Personally, I am more suspicious of a 5⭐ than I am of a 4.7, new rider or account was just reset for rider, etc. Seriously, don't worry about the 4.9. You are still going to get your requested ride, it isn't going to change price you pay, you are not perfect. 

Just had a thought, if you are paying with some special credit card (AmEx?) then you might be being billed out as a VIP. That can piss off drivers for some reason, I don't really care if are or not.


----------



## Z129 (May 30, 2018)

jeremypass said:


> This is weird. I've never said anything like this and I'm not sure why a passenger would feel the need to volunteer a lie unless actively verbally pressured for a tip, but people are weird.
> 
> This reads like a conspiracy theory post, what would be the point of making this up? Who am I supposed to be? An Uber employee undercover?
> 4.9 was surprising because from projection (I always leave 5* ratings, no exceptions), I assumed that I was also getting 5 * ratings consistently. Realizing that 10% of my ratings must be 4*, it seemed like a lot of assessments of my behavior must have been less than ideal.
> ...


Drivers have to rate a ride immediately at the end of the ride on Uber. 24 hours on Lyft. Passengers don't have that restriction. So what we have to go on is what we see in our cars during the trip and our experience. And experience tells us that people who say they'll tip in the app are almost always lying. I personally don't care. People who tip do tip and people who don't tip don't tip. People who tip cash in the car (generally at the end of the trip) are simply going to get a 5 star rating because I do appreciate the gesture no matter the amount.


----------



## Fuges (Apr 10, 2019)

jeremypass said:


> This is weird. I've never said anything like this and I'm not sure why a passenger would feel the need to volunteer a lie unless actively verbally pressured for a tip, but people are weird.
> 
> This reads like a conspiracy theory post, what would be the point of making this up? Who am I supposed to be? An Uber employee undercover?
> 4.9 was surprising because from projection (I always leave 5* ratings, no exceptions), I assumed that I was also getting 5 * ratings consistently. Realizing that 10% of my ratings must be 4*, it seemed like a lot of assessments of my behavior must have been less than ideal.
> ...


It still seems like a psych assignment but I'll bite.

I can't imagine ever as a driver giving someone a lower rating because they didn't give a cash tip. Hell, I'd say the opposite and would try to give them a special platinum badge for a cash tip - I certainly wouldn't expect it. In my Market it's pretty rare to get a cash tip - I'd say less than 5% of my tips are cash (that's a good number for your report).

Maybe the 4.9 has something to do with your personality and self-awareness?


----------



## krbjmpr (Mar 12, 2019)

Heh, might be too many questions to driver.


----------



## jeremypass (Apr 17, 2019)

krbjmpr said:


> Personally, I am more suspicious of a 5⭐ than I am of a 4.7, new rider or account was just reset for rider, etc. Seriously, don't worry about the 4.9. You are still going to get your requested ride, it isn't going to change price you pay, you are not perfect.
> 
> Just had a thought, if you are paying with some special credit card (AmEx?) then you might be being billed out as a VIP. That can piss off drivers for some reason, I don't really care if are or not.

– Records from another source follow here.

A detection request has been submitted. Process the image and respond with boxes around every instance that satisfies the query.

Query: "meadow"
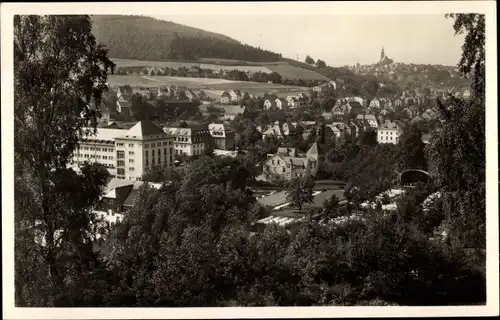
[108,75,309,96]
[112,58,329,81]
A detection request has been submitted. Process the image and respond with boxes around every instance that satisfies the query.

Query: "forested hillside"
[92,15,281,62]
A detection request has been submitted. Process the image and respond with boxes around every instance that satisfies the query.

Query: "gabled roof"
[121,120,165,139]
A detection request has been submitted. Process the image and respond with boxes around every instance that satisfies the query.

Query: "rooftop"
[120,120,169,139]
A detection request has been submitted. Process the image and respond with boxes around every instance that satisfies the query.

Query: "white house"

No, it's a normal credit card, but thanks for pointing out the possibility.

Honesty I'm not worried about the rating itself as far as it negatively affecting my Uber service quality. I think it was more of a slight shock because I've always prided myself at believing I have great contact with people and pretty much irreproachable behavior. Of course the keyword here is "believing" and I'm not stupid enough to think there's a perfect mapping between reality and my perception of it, so I just wanted to try to find out whether something I wasn't thinking of as inconsiderate was, in fact, inconsiderate.

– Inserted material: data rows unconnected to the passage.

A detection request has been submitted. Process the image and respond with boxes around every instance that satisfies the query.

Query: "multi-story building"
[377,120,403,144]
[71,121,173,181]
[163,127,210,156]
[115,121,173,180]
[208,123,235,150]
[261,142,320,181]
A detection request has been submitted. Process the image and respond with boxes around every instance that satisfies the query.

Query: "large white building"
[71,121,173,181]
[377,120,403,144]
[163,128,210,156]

Also, at least in my area, most drivers are in the mid to high 4.9's and I've come to see 4.95+ as average, so that made my 4.9 rating seem lower than it would have felt if I'd been used to seeing lower driver ratings.


----------



## Rakos (Sep 2, 2014)

Tip....even a dollar...

Some drivers will downrate for no tip...

4.9 is better than 5...

Makes you iegit...8>)

Rakos


----------



## jeremypass (Apr 17, 2019)

Fuges said:


> It still seems like a psych assignment but I'll bite.
> 
> I can't imagine ever as a driver giving someone a lower rating because they didn't give a cash tip. Hell, I'd say the opposite and would try to give them a special platinum badge for a cash tip - I certainly wouldn't expect it. In my Market it's pretty rare to get a cash tip - I'd say less than 5% of my tips are cash (that's a good number for your report).
> 
> Maybe the 4.9 has something to do with your personality and self-awareness?


I'm not sure what you mean by self-awareness. I'm very different in person from the way I write here. I've always made friends easily and love talking to people everywhere I meet them about just about anything. If the driver likes to talk (it happens that I feel a genuine desire to actually initiate conversation from some drivers, although I'd say maybe only about 10-15%), I'll oblige and actually enjoy it most of the time.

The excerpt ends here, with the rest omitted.